El Gobierno debería preguntarse seriamente por qué las cosas en las últimas semanas han llegado a los límites.
Bajo la dinámica en donde todo tiende a minimizarse, lo que pasó con la CNTE, que no ha pasado, obliga al Gobierno a revisar sus estrategias, porque en el fondo la falta de estructura en ellas llevó a los capitalinos, junto con otros estados del país, a que por enésima vez fuéramos rehenes de los manifestantes y gobernantes.
La noche previa a la inauguración fue un caos. El Gobierno capitalino intentaba dialogar con los manifestantes y éstos materialmente corrieron al secretario de Gobierno, que también juega a las veces de “protagonista” en las redes.

• El Fan Fest de Claudia, Clara y Janecarlo
La Presidenta entró en una narrativa contradictoria. Hace algunos meses reconocía a los maestros de manera importante y significativa porque, además, en algún sentido, eran sus aliados. Todo fue cambiando cuando los problemas se agudizaron y la CNTE mantuvo el nivel belicoso de sus denuncias.
Va de nuevo: Lo que han estado haciendo a lo largo de estos meses es exigir que les cumplan las promesas que les hicieron durante las campañas. Las y los maestros dieron su voto con tal de que les cumplieran sus exigencias. López Obrador abrió las puertas a que la CNTE se pudiera manejar a su antojo. Poco a poco la Coordinadora fue colocando al Gobierno también como su rehén. Poco importó para la autoridad todo lo que pasó en la capital y en algunas ciudades del país.
Hemos entrado a una especie de “normalidad” de la violencia, y pareciera que no adquiere relevancia en nuestra cotidianidad. El hecho de que irrumpan grupos en edificios, como es el caso de Guerrero en el Congreso, pareciera que es algo ya a lo que nos tenemos que acostumbrar en donde no hay responsabilidad de nadie pase lo que pase. No hay detenidos y los manifestantes saben que no se van a meter con ellos.

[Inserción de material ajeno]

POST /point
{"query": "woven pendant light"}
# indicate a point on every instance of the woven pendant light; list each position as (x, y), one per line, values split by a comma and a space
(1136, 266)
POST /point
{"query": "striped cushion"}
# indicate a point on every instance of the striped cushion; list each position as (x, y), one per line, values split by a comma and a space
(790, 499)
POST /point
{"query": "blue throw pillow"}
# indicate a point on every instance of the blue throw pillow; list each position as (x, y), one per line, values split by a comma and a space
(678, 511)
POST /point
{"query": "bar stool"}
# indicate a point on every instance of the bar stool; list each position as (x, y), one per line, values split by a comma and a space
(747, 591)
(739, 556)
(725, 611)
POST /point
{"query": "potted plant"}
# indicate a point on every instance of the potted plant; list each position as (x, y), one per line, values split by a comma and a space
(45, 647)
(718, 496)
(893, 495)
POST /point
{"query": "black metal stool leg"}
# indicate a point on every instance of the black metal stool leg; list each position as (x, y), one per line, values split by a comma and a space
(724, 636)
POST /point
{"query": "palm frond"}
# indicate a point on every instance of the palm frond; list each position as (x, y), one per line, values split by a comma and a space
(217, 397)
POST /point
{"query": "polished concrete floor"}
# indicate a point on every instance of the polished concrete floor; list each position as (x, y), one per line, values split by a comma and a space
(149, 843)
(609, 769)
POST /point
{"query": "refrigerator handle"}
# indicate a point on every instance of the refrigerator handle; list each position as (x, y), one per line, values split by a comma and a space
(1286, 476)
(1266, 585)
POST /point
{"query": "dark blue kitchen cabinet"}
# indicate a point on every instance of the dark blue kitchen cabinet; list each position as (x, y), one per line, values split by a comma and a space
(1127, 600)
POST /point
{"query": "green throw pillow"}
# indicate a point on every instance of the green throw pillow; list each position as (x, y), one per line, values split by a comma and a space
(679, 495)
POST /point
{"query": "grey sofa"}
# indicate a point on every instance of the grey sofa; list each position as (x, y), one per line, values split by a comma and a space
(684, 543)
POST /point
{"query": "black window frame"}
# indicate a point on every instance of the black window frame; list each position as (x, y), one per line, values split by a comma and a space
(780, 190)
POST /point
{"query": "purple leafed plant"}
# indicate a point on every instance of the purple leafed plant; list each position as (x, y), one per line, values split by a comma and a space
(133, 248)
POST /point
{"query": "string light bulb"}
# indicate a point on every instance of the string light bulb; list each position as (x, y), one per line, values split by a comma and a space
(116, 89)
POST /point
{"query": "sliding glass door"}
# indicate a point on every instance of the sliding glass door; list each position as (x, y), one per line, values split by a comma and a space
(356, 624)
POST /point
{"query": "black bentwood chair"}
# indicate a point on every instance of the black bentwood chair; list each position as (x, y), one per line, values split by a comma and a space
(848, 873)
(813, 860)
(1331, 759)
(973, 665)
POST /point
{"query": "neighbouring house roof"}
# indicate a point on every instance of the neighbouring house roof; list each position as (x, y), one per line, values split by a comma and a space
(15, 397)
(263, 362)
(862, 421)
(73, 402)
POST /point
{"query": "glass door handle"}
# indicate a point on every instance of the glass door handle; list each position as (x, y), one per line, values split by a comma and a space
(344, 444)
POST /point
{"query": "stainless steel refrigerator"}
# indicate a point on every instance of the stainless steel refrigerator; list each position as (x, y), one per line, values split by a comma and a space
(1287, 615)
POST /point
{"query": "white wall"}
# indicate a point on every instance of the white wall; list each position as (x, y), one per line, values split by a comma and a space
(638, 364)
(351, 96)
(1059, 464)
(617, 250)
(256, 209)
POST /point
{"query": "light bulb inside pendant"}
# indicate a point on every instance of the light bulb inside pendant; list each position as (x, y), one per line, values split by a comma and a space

Se echan para adelante y llevan las cosas al límite. Desde hace algún tiempo, es claro que le vienen tomando la medida al Gobierno, el cual tiene diferentes varas para medir a los manifestantes. Esta ocasión no fue la excepción. Estaba de por medio la inauguración del Mundial y lograron llevar las cosas al límite. Lo único que se está haciendo, es administrar el conflicto y seguir pateando el bote.
No pasemos por alto que no se ha resuelto nada, y que las y los maestros regresaron a las zonas aledañas al Zócalo por aquello de que el Fan Fest es intocable, no se vayan a molestar los Fifos.
Lo que ha pasado, estos días, nos vino a evidenciar que existen muchos grupos que con razón exigen atención y justicia.
Es evidente que las cosas siguen más menos igual con relación a las madres buscadoras. Si no, no se explica el por qué salieron a manifestarse de manera tan vehemente aprovechando la coyuntura. Hay muchos pendientes que no han logrado resolver las reuniones en Gobernación.
Está a la vista que no se ha resuelto absolutamente nada. Si los maestros regresaron al centro de la capital, es porque van a seguir empeñados en que se resuelvan sus demandas y están buscando negociar lo que para el Gobierno es innegociable, pero para ellos es el eje de su protesta. La otra posibilidad, que le vendría de perlas al Gobierno, es que el magisterio regrese a sus lugares de origen. Estamos a nada de entrar a vacaciones, y se sabe que después de ellas regresarán. Las vacaciones tienden a ser intocables, incluso en medio de las protestas.
Lo más importante ahora es lo que va a hacer el Gobierno con el Mundial echado a andar, a sabiendas de que, con vacaciones, o sin ellas, la Coordinadora seguirá estando presente y lo hará, como suele hacerlo, a su manera; así es como actúa.
Todo apunta a que el Gobierno seguirá administrando el conflicto y pateando el bote.
RESQUICIOS.
El desdibujado titular de Educación dijo que detrás de las manifestaciones de la CNTE existe un interés político. Es el mismo que desde hace años está presente y no pareciera ser una novedad.